Inflammation is often induced by proinflammatory cytokines, such as tumor necrosis factor (TNF), interleukin (IL)-1α, IL-1β, IL-6, macrophage migration inhibitory factor (MIF), and other compounds. These proinflammatory cytokines are produced by several different cell types, most importantly immune cells (for example, monocytes, macrophages and neutrophils), but also non-immune cells such as fibroblasts, osteoblasts, smooth muscle cells, epithelial cells, and neurons. These proinflammatory cytokines contribute to various disorders during the early stages of an inflammatory cytokine cascade.
The early proinflammatory cytokines (e.g., TNF, IL-1, etc.) mediate inflammation, and induce the late release of high mobility group box 1 (HMGB1; also known as HMG-1 and HMG1), a protein that accumulates in serum and mediates delayed lethality and further induction of early proinflammatory cytokines. HMGB1 was first identified as the founding member of a family of DNA-binding proteins, termed high mobility group box (HMGB) proteins, which are critical for DNA structure and stability. It was identified as a ubiquitously expressed nuclear protein that binds double-stranded DNA without sequence specificity. The HMGB1 molecule has three domains: two DNA binding motifs termed HMGB A and HMGB B boxes, and an acidic carboxyl terminus. The two HMGB boxes are highly conserved 80 amino acid, L-shaped domains. HMG boxes are also expressed in other transcription factors including the RNA polymerase I transcription factor human upstream-binding factor and lymphoid-specific factor.

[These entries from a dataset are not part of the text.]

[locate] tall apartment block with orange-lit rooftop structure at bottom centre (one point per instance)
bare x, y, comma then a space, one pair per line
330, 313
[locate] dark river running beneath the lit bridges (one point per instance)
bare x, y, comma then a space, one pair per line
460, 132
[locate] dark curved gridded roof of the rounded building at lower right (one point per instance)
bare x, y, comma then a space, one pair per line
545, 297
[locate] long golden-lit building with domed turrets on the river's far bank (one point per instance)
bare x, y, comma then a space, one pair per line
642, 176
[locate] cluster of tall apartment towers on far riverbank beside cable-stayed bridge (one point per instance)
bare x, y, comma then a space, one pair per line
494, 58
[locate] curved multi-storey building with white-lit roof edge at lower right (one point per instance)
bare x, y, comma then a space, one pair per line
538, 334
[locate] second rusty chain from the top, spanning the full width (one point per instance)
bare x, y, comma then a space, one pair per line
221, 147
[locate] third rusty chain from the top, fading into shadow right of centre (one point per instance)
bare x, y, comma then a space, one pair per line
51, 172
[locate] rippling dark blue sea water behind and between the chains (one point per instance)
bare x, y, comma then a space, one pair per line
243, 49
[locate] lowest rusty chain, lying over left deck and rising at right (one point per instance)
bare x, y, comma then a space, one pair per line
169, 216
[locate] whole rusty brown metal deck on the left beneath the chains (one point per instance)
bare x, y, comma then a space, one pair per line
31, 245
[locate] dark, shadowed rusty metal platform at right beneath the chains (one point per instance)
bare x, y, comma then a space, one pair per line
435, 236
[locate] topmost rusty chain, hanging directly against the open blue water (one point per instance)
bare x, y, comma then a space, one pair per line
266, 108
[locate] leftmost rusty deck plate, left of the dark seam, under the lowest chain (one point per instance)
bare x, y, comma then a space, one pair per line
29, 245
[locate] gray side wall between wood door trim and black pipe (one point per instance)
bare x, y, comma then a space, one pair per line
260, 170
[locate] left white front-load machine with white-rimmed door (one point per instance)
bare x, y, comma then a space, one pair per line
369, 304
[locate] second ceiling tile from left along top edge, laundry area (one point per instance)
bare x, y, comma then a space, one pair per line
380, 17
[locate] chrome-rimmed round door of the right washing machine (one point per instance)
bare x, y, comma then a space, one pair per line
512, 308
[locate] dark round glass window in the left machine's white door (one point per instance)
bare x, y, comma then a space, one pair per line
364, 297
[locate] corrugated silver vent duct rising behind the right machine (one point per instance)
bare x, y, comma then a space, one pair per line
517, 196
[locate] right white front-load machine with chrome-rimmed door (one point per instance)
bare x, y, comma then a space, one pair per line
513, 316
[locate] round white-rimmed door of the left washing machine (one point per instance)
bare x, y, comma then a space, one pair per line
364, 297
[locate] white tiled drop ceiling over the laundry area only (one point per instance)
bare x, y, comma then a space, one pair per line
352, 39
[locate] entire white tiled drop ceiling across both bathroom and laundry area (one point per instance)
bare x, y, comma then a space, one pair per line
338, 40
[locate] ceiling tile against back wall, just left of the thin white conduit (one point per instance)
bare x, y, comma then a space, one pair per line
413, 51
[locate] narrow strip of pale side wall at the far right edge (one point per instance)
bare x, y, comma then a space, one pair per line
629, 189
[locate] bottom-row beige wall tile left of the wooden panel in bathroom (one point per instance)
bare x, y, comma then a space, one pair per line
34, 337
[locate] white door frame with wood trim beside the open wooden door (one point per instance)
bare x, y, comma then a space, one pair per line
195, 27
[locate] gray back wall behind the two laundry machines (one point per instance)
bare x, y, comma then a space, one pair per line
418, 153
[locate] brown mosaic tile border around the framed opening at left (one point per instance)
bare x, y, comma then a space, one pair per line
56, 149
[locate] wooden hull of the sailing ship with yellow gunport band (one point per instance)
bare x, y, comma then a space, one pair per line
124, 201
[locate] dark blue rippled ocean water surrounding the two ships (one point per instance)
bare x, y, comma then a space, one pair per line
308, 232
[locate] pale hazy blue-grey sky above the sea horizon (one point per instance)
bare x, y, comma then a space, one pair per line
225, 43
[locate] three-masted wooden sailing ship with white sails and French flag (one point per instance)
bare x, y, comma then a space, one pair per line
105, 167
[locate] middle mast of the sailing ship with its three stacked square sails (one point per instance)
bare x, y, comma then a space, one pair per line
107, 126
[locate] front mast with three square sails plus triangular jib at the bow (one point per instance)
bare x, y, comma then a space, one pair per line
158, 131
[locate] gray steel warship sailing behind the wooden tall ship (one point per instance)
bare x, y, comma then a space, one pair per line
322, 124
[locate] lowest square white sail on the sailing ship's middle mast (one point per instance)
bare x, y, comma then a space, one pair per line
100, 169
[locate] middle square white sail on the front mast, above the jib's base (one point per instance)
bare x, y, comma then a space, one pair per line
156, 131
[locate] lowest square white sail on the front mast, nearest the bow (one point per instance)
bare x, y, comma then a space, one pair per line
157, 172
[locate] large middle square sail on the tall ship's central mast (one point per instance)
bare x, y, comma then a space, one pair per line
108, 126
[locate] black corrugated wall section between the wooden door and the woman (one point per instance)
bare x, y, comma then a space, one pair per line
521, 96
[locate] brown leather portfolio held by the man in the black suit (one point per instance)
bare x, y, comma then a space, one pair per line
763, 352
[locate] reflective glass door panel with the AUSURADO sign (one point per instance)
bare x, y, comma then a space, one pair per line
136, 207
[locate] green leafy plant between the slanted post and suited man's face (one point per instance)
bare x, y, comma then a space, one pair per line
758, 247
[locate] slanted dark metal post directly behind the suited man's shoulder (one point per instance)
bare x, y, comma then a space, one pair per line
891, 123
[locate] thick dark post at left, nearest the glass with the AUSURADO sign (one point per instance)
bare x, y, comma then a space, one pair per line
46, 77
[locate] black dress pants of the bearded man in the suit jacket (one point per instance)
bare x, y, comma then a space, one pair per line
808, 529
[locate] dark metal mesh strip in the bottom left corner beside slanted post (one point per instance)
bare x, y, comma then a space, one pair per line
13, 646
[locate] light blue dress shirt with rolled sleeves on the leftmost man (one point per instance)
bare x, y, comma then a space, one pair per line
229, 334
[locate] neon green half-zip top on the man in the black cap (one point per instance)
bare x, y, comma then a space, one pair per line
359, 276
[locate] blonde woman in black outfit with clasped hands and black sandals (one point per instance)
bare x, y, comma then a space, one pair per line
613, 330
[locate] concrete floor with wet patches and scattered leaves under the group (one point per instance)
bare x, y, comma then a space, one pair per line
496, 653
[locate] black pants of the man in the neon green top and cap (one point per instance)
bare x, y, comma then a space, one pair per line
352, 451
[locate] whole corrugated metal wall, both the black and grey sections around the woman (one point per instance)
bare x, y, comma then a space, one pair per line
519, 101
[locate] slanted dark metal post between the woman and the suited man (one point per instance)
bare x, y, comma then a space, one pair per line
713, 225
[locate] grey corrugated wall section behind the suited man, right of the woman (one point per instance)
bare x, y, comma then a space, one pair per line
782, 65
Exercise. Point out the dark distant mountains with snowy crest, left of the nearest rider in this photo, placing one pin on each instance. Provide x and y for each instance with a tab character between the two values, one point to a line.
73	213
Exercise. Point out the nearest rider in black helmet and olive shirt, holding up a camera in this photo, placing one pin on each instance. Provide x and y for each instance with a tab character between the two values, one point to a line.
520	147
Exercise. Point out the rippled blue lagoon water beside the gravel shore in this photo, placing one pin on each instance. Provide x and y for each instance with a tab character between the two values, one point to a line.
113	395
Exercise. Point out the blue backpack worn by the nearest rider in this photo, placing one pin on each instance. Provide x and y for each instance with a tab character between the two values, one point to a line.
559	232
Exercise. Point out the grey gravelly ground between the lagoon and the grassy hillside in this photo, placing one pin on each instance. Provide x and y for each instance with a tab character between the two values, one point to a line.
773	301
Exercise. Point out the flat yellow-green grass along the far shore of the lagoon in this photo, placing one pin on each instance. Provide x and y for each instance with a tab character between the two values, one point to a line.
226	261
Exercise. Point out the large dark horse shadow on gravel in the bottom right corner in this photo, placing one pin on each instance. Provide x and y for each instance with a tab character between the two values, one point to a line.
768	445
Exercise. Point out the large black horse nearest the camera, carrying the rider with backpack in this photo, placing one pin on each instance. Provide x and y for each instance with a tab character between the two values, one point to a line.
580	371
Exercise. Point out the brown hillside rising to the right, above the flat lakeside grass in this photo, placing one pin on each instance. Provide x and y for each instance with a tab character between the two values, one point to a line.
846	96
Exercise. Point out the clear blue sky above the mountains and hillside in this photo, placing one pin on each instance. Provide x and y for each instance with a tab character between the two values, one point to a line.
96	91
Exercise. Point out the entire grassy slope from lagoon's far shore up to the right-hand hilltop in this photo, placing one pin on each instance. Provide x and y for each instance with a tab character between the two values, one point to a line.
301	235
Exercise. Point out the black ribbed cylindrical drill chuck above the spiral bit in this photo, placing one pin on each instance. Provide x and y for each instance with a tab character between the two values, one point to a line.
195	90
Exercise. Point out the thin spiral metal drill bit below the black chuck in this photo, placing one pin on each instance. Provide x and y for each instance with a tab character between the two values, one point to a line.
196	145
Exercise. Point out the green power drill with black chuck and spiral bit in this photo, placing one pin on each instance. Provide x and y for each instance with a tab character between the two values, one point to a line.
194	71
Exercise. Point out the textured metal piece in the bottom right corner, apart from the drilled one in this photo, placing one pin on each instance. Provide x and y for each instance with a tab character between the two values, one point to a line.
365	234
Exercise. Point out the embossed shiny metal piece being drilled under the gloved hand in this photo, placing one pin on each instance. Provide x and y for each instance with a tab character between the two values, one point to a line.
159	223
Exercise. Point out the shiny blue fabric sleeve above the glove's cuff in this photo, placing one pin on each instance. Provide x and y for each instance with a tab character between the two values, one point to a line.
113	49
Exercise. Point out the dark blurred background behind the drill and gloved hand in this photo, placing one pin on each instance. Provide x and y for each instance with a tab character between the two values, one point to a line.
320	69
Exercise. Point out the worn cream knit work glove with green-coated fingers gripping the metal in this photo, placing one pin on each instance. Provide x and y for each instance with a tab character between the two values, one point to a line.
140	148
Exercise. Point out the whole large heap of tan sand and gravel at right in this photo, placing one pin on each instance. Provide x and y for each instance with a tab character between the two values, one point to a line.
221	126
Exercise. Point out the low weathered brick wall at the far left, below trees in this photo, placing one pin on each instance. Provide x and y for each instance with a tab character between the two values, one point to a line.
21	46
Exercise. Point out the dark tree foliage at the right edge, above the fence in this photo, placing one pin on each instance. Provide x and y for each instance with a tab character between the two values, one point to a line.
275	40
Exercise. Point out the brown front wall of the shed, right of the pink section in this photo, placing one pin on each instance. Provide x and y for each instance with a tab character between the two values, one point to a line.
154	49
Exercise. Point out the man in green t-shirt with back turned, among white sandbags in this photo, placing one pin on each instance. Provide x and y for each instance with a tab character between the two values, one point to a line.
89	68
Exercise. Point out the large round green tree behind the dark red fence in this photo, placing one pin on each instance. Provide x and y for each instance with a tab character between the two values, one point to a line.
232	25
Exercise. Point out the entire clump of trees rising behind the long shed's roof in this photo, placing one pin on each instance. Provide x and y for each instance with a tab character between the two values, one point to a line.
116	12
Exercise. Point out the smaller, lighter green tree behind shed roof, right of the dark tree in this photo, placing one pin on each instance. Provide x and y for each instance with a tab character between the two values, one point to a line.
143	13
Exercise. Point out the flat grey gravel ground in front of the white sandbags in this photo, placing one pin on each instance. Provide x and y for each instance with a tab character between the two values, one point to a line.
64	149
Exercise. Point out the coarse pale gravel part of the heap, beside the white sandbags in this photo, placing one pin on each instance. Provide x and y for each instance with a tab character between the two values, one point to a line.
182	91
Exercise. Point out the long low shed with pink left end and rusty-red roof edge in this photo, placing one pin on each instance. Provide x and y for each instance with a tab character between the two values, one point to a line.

Recent evidence has implicated HMG1 as a cytokine mediator of delayed lethality in endotoxemia (Andersson, U., et al., J. Exp. Med. 192(4): 565-570 (2000)). That work demonstrated that bacterial endotoxin (lipopolysaccharide (LPS)) activates monocytes/macrophages to release HMG1 as a late response to activation, resulting in elevated serum HMG1 levels that are toxic. Antibodies against HMG1 prevent lethality of endotoxin even when antibody administration is delayed until after the early cytokine response. Like other proinflammatory cytokines, HMG1 is a potent activator of monocytes. Intratracheal application of HMG1 causes acute lung injury, and anti-HMG1 antibodies protect against endotoxin-induced lung edema (Abraham, E., et al., J. Immunol. 165: 2950-2954 (2000)). Serum HMG1 levels are elevated in critically ill patients with sepsis or hemorrhagic shock, and levels are significantly higher in non-survivors as compared to survivors.
HMG1 has also been implicated as a ligand for RAGE, a multi-ligand receptor of the immunoglobulin superfamily. RAGE is expressed on endothelial cells, smooth muscle cells, monocytes, and nerves, and ligand interaction transduces signals through MAP kinase, P21 ras, and NF-kB. The delayed kinetics of HMG1 appearance during endotoxemia makes it a potentially good therapeutic target, but little is known about the molecular basis of HMG1 signaling and toxicity.
Therefore, given the importance of HMGB proteins in mediating inflammation, it would be useful to identify antibodies that bind HMGB for diagnostic and therapeutic purposes.